@Gnarly999
What an insensitive arrogant piece of shit, to send you a message like that in the middle of the night! He was hoping you'd sleep right through and not see it til morning when he could avoid your calls.
So, now he's said what he said. And I agree with PPs, he was being a prick in the hopes that you'd end the marriage. You didn't so in order to end the marriage he's had to 'come out in the open' and say he was done. Can you accept his words 'unconditionally'? By that I mean accepting that there is absolutely no way back, for him or for you.
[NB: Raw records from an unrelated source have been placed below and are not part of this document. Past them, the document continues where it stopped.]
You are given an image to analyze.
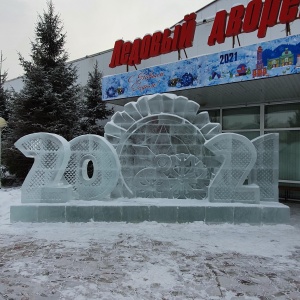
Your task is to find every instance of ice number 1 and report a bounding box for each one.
[204,133,260,204]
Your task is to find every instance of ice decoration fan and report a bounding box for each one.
[104,93,221,199]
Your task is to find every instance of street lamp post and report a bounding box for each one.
[0,117,7,189]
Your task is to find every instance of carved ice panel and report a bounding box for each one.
[64,134,120,200]
[249,133,279,202]
[104,94,220,199]
[204,133,260,204]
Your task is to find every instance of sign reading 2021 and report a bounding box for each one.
[15,94,279,204]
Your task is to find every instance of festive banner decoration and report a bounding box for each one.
[102,34,300,101]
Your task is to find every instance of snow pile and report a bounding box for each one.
[0,187,300,299]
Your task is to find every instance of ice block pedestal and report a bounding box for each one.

I also agree with PPs, please don't confide in your MiL. At the end of the day, he is her son and she will take his side. Not that she'll put the 'blame' on you, just that she will find justification in her own mind in order to 'support him'. And you cannot trust that things you have said will not get back to him through her. In fact, I guarantee that they will, if only because she's told him to try to get him to see your side or to double check that things you've said are accurate. So be polite, but scale back your conversations.
So now, take a deep breath and start making serious plans. And to understand that you are not 'giving up on your marriage'. He is done, and you can't save a marriage by yourself. It takes two willing partners. When he gets home, there need be no 'serious discussion' or 'having it out'. Behave with dignity. Step back, stop providing any and all domestic services. He wants to be single, fine, it starts today. He can cook and clean up for himself. He can do his own laundry and life admin. You take care of yourself and your DC, period. And go places and leave him with the children, even if it's to a friend's or relative's for a couple of hours. I know you can't leave the baby, but he can watch the others. Simply say "I'm going out, I'll be back in X hours". He doesn't need to know where you are. This is part of your 'internal learning' that where you go and what you do no longer has anything to do with you.
And now is the time to see a solicitor. No more burying your head in the sand. You need to understand what divorce will mean to you. And if he tries to discuss 'terms', agree to NOTHING and sign nothing until you've had legal advice. Yes, I know that seeking legal advice feels like crossing the Rubicon. But he already has. Time for you to catch up.